The Pathology and Biorepository Core at the Van Andel Research Institute uses the Illumina Infinium QC Array BeadChip on the Illumina iScan to check biospecimens for contamination and mislabeling.
This workflow is implemented in two parts, (1) automated, event-driven data wrangling, and (2) manually run QC analysis.
This first part of the workflow handles the input data wrangling for the individual sample files. It's implemented as an AWS Serverless, event-driven processes. The general steps are:
- gencall - Generate Genotype Call files (.gtc) from BeadArray Intensity Data files (.idat);
- normalization - Calculate normalized intensities, since
gencalldoesn't do this automatically, and store the results in Apache Parquet column-oriented data files.

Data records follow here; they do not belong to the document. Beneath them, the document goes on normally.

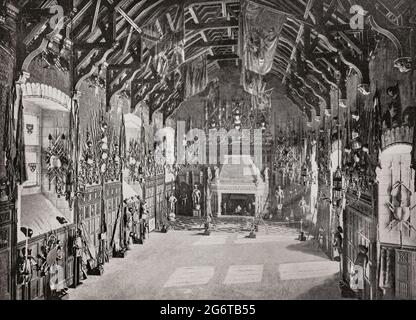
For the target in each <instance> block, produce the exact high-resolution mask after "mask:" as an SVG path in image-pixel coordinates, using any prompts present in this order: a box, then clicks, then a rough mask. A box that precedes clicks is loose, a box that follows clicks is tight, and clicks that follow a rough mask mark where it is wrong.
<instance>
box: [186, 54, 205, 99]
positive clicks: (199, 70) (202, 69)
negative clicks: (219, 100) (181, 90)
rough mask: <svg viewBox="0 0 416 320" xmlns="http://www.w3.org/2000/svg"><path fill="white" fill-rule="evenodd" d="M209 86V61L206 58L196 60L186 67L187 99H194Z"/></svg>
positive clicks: (186, 91) (197, 59) (199, 58)
mask: <svg viewBox="0 0 416 320" xmlns="http://www.w3.org/2000/svg"><path fill="white" fill-rule="evenodd" d="M207 85H208V69H207V59H206V57H205V56H203V57H200V58H198V59H195V61H192V62H191V63H189V64H188V65H187V66H186V74H185V98H190V97H193V96H195V95H197V94H199V93H201V92H202V91H204V90H205V88H206V87H207Z"/></svg>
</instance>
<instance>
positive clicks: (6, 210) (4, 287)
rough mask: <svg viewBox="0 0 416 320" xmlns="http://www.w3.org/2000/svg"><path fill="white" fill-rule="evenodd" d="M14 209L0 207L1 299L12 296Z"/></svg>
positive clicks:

The pre-processing infrastructure is implemented in code as a SAM app. You'll need to install the AWS SAM CLI if you want to make changes and/or deploy it.
The second part of the workflow is implemented using Snakemake. The general steps are:
- metadata - Merge run/batch metadata from CSV/Excel into Apache Parquet column-oriented data files partioned by run/batch;
- popmaf - Calculate minor allele frequencies for eash run/batch, then aggregate over the entire study/cohort (i.e., the population);
- bafRegress - Fit a linear regression model between the B allele frequencies and the population minor allele frequencies for each sample;
- QC/analysis - determine whether sample contamination or mislabling has occurred.